EX-99.5(A) 2 d75635_ex5-a.htm OPINION OF MORSE, ZELNICK, ROSE AND LANDER, LLP.


Exhibit 5A

 

Morse, Zelnick, Rose & Lander LLP

405 Park Avenue

Suite 1401

New York, New York 10022

 

December 17, 2008

 

AutoInfo, Inc.

6413 Congress Avenue, Suite 260

Boca Raton, Florida 33487

 

Ladies and Gentlemen:

 

We have acted as counsel to AutoInfo, Inc., a Delaware corporation (the "Company"), in connection with its filing of a registration statement on Form S-8 (the "Registration Statement") with the Securities and Exchange Commission (the "Commission") under the Securities Act of 1933, as amended (the “Act”), for the purpose of registering under the Act an aggregate of 16,926,581 shares (the “Shares”) of the Company’s common stock, par value $.001 per share (the "Common Stock"), to be issued by the Company under its 1992, 1997, 1999, 2003, and 2006 Stock Option Plans, and 2005, and 2006 Independent Sales Agent Stock Option Plans (the “Plans”).

 

We have examined the Registration Statement, the Plans and a form of the share certificate of the Common Stock, which have been incorporated by reference in the Registration Statement.

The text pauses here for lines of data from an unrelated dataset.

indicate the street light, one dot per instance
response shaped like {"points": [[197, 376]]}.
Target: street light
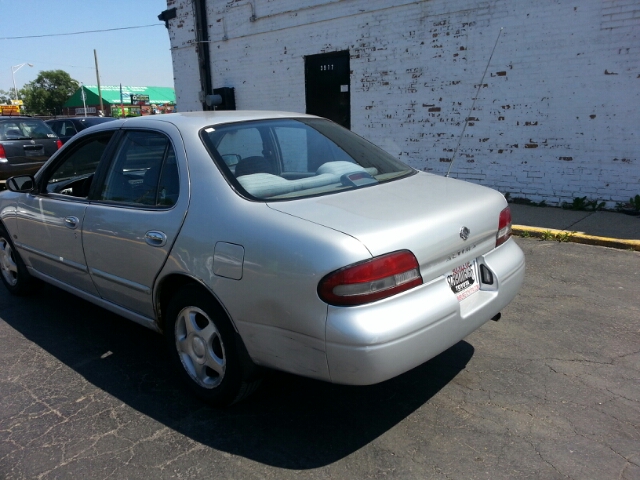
{"points": [[14, 69]]}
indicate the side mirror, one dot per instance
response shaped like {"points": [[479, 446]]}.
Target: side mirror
{"points": [[21, 183]]}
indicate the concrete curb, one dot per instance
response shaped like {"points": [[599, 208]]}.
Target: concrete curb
{"points": [[575, 237]]}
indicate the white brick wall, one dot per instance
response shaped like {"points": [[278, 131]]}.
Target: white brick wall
{"points": [[556, 116]]}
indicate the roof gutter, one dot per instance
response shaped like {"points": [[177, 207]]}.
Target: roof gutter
{"points": [[202, 43]]}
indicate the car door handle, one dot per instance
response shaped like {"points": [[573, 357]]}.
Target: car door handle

We also have examined the originals, or duplicates or certified or conformed copies, of such corporate records, agreements, documents and other instruments and have made such other investigations as we have deemed relevant and necessary in connection with the opinions hereinafter set forth.

 

In rendering the opinion set forth below, we have assumed the genuineness of all signatures, the legal capacity of natural persons, the authenticity of all documents submitted to us as originals, the conformity to original documents of all documents submitted to us as duplicates or certified or conformed copies and the authenticity of the originals of such latter documents.

 

Based upon the foregoing, and subject to the qualifications, assumptions and limitations stated herein, we are of the opinion that, upon issuance and delivery in accordance with the Plans, the Shares will be validly issued, fully paid and nonassessable.

 

We hereby consent to the use of this opinion as Exhibit 5A to the Registration Statement. In giving this opinion, we do not hereby admit that we are acting within the category of persons whose consent is required under Section 7 of the Act or the rules and regulations of the SEC thereunder.

 

We do not express any opinion herein concerning any law other than the Delaware General Corporation Law (including the statutory provisions, all applicable provisions of the Delaware Constitution and reported judicial decisions interpreting the foregoing).